A multi-level anomaly detection algorithm for time-varying graph data with interactive visualization

This work presents a modeling and analysis framework for graph sequences which addresses the challenge of detecting and contextualizing anomalies in streaming graph data. Our goal is to detect changes at multiple levels of granularity, thereby identifying specific nodes and subgraphs causing a graph to appear anomalously. In particular, the framework detects changes in community membership, density, and node degree in a sequence of graphs where these are relatively stable. In route to this end, we introduce a new graph model, a generalization of the BTER model of Seshadhri et al., by adding flexibility to community structure, and use this model to perform multi-scale graph anomaly detection. This technique provides insight into a graph's structure and internal context that may shed light on a detected event.
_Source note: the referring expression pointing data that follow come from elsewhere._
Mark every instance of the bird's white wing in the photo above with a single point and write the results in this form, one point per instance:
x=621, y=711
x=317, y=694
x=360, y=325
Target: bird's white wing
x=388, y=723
Additionally, this multi-scale analysis facilitates intuitive visualizations by allowing users to narrow focus from an anomalous graph to particular subgraphs or nodes causing the anomaly. For evaluation, two hierarchical anomaly detectors are tested against a baseline Gaussian method on a series of sampled graphs. We demonstrate that our graph statistics-based approach outperforms both a distribution-based detector and the baseline in a labeled setting with community structure, and it accurately detects anomalies in synthetic and real-world datasets at the node, subgraph, and graph levels. To illustrate the accessibility of information made possible via this technique, the anomaly detector and an associated interactive visualization tool are tested on NCAA football data, where teams and conferences that moved within the league are identified with perfect recall, and precision >0.786.